Johnson Outdoors has informed the public in a filing with U.S. Securities and Exchange Commission that it has paid $16 million for the acquisition for Jetboil, the brand of stoves and cooking equipment for outdoor activities. That corresponds to eleven times the operating profit of $1.5 million projected for Jetboil in 2013. Johnson acquired Jetboil with effect from Nov. 14
Jetboil is expected to generate sales of $10 million in Johnson's 2012/13 fiscal year, ending next September. In its own fiscal year, which corresponds to the calendar year, Jetboil had unaudited sales of some $11.5 million in the ten months ended Oct. 31. In 2011, the company had an operating profit of $1.2 million on sales of $10.8 million.
The acquisition is expected to help Johnson to increase its penetration of outdoor specialty stores, notably with its own Eureka tents, and to access some of Jetboil's foreign distributors. In turn, Jetboil's products may sit well with the fish finders and other fishing-related products of Johnson in the fishing tackle and diving retail circuits.
Meanwhile, Johnson Outdoors reported a sales increase of 1.2 percent to $412.3 million for its own fiscal year, ended Sept. 28, compared with $407.4 million in fiscal 2011, due to record sales in Marine Electronics that more than offset declines in other units. On a constant currency basis, net sales were 2.5 percent above the previous year. More than 45 percent of total sales were generated by the launch of successful new products, the company said.
The net income for the year was down to $10.1 million from $32.6 million in the prior year. Pre-tax income was 62.7 percent higher, but a significantly higher effective tax rate led to the overall decline in net profits. Outdoor Gear revenues declined by 9.1 percent due to a significant drop in U.S. military spending and the division's exit from non-strategic consumer camping accounts.
For the fourth quarter, total net sales declined by 3.3 percent compared with the prior year's quarter. A net loss of $3.2 million was registered in the quarter, against net income of $17.3 million in the same period a year ago, due primarily to the reversal of the company's tax valuation allowance. On an adjusted basis, the group would have suffered a net loss of $4.6 million in the fourth quarter of 2011. The company said that its fourth-quarter results reflected an industry-wide slowing of sales and production, due to the seasonality of warm-weather outdoor recreational products.
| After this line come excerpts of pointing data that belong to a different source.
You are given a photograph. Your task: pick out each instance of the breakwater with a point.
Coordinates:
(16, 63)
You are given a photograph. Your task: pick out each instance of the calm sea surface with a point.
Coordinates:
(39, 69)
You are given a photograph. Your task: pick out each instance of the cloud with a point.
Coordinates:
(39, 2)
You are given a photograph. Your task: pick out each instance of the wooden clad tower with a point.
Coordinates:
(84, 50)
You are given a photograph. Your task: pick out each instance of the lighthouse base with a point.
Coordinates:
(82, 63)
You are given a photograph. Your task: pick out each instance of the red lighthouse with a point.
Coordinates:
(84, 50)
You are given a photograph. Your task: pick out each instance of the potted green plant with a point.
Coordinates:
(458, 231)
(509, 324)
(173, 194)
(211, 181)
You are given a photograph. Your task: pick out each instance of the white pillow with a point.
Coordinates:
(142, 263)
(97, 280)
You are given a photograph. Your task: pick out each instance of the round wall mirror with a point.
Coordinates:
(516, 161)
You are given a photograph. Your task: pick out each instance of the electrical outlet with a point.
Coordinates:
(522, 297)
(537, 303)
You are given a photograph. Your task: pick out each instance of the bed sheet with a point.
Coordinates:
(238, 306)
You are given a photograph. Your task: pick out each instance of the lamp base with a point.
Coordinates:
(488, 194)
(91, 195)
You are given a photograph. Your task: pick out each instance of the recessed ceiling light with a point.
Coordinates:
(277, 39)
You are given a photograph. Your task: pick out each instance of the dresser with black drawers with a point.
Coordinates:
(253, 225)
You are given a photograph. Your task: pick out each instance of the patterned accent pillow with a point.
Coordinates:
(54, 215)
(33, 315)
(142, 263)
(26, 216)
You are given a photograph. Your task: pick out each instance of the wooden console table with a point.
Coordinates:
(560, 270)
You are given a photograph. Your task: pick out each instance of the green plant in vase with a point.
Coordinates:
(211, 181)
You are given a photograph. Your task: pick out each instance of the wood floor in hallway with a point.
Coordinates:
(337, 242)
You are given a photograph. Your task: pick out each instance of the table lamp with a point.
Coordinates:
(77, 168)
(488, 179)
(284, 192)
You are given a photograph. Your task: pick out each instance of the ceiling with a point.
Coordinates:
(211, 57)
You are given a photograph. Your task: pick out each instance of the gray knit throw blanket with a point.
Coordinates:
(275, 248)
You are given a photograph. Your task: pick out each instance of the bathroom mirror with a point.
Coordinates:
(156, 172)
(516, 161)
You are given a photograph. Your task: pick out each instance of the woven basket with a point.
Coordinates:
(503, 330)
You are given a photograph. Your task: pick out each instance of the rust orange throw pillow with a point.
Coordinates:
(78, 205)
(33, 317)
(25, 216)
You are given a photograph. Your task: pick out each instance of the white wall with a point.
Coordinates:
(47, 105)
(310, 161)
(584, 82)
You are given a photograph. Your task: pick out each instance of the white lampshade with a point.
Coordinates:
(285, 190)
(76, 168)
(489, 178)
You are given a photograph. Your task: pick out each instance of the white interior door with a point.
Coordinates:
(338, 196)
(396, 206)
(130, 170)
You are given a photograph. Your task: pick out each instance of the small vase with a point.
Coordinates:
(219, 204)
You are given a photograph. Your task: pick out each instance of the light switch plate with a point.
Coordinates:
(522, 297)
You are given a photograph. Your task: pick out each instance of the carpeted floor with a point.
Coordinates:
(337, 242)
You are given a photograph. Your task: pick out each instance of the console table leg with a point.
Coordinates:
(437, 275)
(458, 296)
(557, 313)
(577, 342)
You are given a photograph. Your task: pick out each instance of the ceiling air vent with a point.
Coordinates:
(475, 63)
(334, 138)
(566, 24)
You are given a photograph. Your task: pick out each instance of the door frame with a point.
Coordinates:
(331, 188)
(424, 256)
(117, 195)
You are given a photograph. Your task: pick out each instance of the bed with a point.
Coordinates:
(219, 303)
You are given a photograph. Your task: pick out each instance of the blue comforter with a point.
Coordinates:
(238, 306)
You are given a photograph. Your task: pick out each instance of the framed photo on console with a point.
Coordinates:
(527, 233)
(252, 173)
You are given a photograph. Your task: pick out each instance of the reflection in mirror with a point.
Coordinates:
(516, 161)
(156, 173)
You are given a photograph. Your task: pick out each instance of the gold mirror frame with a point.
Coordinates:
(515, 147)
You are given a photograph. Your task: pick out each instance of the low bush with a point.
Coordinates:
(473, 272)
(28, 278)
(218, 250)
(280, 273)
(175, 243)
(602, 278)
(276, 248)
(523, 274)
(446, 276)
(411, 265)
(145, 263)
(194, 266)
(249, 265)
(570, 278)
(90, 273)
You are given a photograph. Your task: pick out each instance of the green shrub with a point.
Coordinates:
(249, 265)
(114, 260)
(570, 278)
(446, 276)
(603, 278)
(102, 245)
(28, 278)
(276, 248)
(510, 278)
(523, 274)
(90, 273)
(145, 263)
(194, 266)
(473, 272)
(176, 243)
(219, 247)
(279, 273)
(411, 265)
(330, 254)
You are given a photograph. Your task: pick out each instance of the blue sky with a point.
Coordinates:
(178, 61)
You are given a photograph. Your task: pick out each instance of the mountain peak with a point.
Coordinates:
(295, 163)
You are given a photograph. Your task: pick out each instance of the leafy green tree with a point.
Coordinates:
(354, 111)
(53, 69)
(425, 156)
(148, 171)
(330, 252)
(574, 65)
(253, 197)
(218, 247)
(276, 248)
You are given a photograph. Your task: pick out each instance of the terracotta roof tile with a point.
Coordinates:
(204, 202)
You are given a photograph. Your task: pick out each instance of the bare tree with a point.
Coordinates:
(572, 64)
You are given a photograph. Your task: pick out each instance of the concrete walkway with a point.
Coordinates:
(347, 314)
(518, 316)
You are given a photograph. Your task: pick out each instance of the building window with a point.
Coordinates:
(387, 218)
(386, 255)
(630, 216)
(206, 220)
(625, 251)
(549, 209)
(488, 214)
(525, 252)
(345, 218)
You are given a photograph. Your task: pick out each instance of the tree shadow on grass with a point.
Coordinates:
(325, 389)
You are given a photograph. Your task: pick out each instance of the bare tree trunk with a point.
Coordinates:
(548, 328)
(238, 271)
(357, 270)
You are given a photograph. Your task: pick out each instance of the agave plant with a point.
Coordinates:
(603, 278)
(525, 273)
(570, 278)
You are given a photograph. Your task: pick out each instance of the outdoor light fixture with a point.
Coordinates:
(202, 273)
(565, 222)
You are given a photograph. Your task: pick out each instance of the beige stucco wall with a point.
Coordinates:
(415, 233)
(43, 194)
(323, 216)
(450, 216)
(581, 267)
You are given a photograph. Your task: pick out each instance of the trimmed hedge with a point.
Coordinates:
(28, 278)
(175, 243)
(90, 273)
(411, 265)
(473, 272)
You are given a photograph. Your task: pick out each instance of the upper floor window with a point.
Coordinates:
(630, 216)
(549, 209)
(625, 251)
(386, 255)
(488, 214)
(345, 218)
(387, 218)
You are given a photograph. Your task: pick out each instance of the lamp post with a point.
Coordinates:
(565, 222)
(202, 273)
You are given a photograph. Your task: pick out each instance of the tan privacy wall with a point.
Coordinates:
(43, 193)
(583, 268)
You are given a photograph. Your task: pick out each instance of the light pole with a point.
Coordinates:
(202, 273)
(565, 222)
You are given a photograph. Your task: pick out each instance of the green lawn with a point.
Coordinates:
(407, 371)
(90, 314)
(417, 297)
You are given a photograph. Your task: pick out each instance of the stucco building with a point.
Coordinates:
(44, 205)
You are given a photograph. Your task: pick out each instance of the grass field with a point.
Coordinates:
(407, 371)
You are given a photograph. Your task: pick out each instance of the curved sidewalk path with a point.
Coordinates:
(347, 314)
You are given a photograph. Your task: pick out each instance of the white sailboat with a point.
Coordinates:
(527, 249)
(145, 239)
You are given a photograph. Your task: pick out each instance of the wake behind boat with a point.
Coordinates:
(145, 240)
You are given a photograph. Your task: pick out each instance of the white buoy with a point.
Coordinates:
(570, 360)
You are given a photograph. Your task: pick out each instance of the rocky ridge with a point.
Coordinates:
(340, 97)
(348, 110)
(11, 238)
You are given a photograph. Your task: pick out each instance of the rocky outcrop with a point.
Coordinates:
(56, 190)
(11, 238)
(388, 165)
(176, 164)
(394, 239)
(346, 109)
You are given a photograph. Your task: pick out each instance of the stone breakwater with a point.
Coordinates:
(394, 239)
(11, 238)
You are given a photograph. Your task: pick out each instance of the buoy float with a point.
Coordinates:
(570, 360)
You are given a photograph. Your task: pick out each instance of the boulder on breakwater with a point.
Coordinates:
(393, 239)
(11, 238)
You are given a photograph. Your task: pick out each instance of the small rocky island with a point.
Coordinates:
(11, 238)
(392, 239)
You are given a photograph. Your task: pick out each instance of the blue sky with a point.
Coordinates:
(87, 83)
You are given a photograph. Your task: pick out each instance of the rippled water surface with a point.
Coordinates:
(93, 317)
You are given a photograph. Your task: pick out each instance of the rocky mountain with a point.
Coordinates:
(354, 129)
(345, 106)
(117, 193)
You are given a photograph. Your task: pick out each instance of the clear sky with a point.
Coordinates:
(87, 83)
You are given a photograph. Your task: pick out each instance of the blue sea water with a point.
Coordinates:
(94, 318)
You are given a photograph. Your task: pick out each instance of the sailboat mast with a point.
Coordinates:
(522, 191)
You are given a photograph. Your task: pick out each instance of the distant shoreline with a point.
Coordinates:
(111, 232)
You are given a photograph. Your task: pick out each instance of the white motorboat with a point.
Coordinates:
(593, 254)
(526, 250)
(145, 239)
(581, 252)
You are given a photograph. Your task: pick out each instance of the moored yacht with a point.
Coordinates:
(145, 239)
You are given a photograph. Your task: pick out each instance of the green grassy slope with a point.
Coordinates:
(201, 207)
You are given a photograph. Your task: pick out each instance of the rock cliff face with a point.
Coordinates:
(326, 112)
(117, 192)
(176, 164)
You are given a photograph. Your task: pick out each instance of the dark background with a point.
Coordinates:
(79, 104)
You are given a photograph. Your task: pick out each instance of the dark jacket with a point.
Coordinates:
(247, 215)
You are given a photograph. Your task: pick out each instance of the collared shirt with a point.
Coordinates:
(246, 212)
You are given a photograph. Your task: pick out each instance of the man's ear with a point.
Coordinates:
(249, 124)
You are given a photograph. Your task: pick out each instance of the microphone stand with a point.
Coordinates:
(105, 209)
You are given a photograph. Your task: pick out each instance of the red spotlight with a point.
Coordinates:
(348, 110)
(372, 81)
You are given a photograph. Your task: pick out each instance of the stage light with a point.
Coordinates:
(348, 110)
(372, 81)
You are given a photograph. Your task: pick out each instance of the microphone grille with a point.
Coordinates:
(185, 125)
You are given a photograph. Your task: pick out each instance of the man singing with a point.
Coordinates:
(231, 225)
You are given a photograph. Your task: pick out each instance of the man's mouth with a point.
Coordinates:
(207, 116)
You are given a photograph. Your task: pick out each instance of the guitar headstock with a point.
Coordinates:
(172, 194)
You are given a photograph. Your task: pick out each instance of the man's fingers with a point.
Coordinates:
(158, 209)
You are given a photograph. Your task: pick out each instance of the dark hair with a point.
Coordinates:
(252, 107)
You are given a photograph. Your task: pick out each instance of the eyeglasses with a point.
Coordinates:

Under a three-year business plan that ended last September, Johnson has been focusing its efforts on strengthening operations and enhancing market performance against the backdrop of a gradual recovery of outdoor recreation markets. Looking ahead to 2015, the company says it plans to focus investments on sustaining leadership in fishing electronics, maintaining positive momentum in core dive equipment segments, and regaining leadership in specialty camping and paddling channels.